The most recent survey, released last week by Rasmussen, puts Abbott ahead by only 8 points, the closest the two contenders have been since Davis announced her candidacy. But with only 9 percent of undecided voters up for grabs, the recent poll also indicates that Davis would need to clench the entire undecided vote in order to pull off a victory. Even with a new Abbott attack ad, a relentless campaign schedule, and an opponent (and his supporters) launching unfounded and, in some cases, misogynistic attacks, Davis is still not likely to declare victory.
The general consensus seems to be it's not her fault she's losing; it's conservative Texas. It's a tired argument, and it contradicts the popular narrative that Texas is turning purple.
Following her filibuster of HB 2 last summer, Davis became a national heroine for women's rights. She was featured on the pages of Vogue, the cover of Texas Monthly and was the subject of countless op-eds, articles and feature stories. But since the launch of her campaign, Davis has failed to transfer the frenetic energy and grassroots support from last summer into a viable campaign for the governor's office.
And so the media has begun to switch tactics. Ever the media darling, many outlets are providing shoddy analysis of the campaign's inability to capture momentum from the filibuster, instead focusing on the inability to capture conservative Texas voters. Though the New York Times points out Davis' inability to capture the up-for-grab border counties during the primary, the general consensus seems to be it's not her fault she's losing; it's conservative Texas. It's a tired argument, and it contradicts the popular narrative that Texas is turning purple.
For example, Jessica Grose writes in Slate, "[Davis is] still running for governor of a deeply red state. That means that the issue that made her a national star — abortion — is one she can’t really touch back at home." While that may be true in some parts of the state, what about the Lone Star State's increasingly liberal urban cores? Ask a twentysomething woman in Dallas who she's going to vote for in the governor's race and chances are she'll pick Davis. Ask that same woman if she and her friends are having frank discussions about the campaign and the answer is most likely "not at all."

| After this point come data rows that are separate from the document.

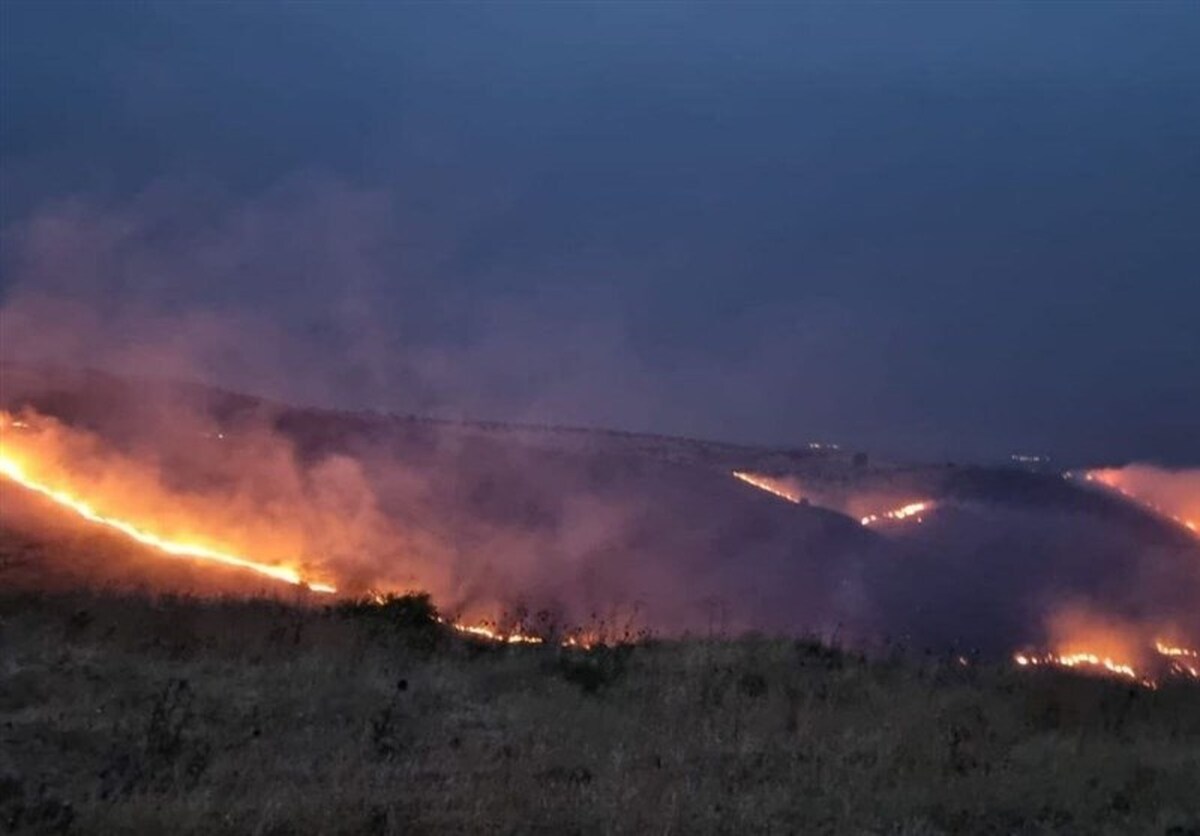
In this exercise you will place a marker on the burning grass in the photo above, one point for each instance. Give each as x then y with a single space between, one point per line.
124 713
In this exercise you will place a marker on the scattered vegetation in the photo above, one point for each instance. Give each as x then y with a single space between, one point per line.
126 714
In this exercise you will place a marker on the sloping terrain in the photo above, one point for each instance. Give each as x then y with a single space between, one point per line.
508 522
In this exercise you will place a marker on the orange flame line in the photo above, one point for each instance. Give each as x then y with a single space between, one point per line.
13 471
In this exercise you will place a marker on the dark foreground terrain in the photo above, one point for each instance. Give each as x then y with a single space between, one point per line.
130 714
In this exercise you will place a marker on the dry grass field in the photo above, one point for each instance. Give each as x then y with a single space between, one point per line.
124 713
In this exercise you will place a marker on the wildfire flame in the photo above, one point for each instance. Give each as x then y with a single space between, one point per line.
1180 662
778 488
16 473
1111 480
768 485
903 512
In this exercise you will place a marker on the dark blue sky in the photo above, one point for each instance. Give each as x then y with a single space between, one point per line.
946 229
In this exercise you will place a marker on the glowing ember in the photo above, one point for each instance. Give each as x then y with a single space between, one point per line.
1079 661
1179 662
17 474
489 633
1111 480
768 485
903 512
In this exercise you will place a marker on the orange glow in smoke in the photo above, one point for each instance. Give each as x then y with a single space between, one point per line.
1132 485
12 470
904 512
768 485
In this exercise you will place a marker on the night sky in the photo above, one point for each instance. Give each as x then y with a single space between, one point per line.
942 230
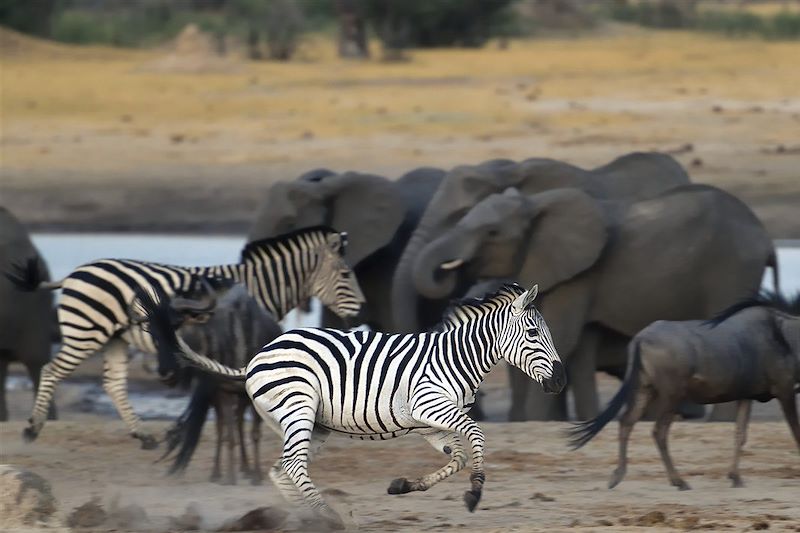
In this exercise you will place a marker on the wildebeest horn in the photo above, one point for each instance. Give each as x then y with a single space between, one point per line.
187 304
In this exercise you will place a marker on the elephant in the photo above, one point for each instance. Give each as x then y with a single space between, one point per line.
378 214
627 179
25 319
605 269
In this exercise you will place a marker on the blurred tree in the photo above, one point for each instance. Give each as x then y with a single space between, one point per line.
352 29
428 23
28 16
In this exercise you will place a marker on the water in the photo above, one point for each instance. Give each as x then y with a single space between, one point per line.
65 251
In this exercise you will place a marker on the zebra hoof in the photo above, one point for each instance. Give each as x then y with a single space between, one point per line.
399 486
29 434
471 499
148 442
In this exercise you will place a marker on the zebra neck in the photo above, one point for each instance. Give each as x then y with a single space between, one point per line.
474 344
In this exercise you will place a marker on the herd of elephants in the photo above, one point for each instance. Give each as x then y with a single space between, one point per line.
612 249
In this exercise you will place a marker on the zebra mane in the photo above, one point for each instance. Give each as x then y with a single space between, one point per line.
295 235
454 317
771 299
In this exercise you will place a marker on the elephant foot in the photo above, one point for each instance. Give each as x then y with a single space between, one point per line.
148 441
681 484
471 499
736 480
399 486
30 433
616 477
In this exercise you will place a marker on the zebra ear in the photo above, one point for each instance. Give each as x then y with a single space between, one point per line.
531 296
518 305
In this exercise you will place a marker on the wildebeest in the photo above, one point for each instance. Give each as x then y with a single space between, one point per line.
230 333
750 351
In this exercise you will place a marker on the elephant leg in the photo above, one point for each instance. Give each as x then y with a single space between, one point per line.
581 371
3 375
35 372
724 412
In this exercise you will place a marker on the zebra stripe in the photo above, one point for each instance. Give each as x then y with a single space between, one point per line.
311 382
93 312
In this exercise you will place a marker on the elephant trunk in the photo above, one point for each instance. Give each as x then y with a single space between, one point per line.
437 265
404 293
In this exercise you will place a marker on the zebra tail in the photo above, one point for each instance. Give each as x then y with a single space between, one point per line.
772 262
28 277
194 419
583 432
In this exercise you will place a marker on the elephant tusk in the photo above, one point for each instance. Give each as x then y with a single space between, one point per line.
452 264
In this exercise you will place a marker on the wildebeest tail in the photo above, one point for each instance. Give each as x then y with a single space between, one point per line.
186 432
583 432
28 277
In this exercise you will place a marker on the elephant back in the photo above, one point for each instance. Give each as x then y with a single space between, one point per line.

Which is where the campaign comes in. The vitriol spouted from the Abbott campaign ("abortion Barbie") was never countered by the strong, pink sneaker-wearing mythical woman that stood in the Capitol and fought for women's rights. The systematic sexist attacks that deflated Davis' campaign in turn deflated her supporters. And that's why she'll likely lose.
According to MSNBC, the only way Davis can win is if Abbott pulls "an Akin." Speaking to the cable news outlet, Mark P. Jones, chairman of Rice University’s political science department said, "[Davis] is going to lose — unless Abbott pull[s] a Todd Akin and [throws] a couple of other errors in there," referring to the 2012 Missouri GOP senate candidate who spoke of "legitimate rape."
But that's not how Davis should win nor is it how she probably wants to win. Instead, she will likely concede defeat, reset and use her Washington- and California-based donors to aim beyond Texas, perhaps launch a national campaign or maybe even an appointment in the next democratic cabinet. And maybe that was the goal all along. We shall see.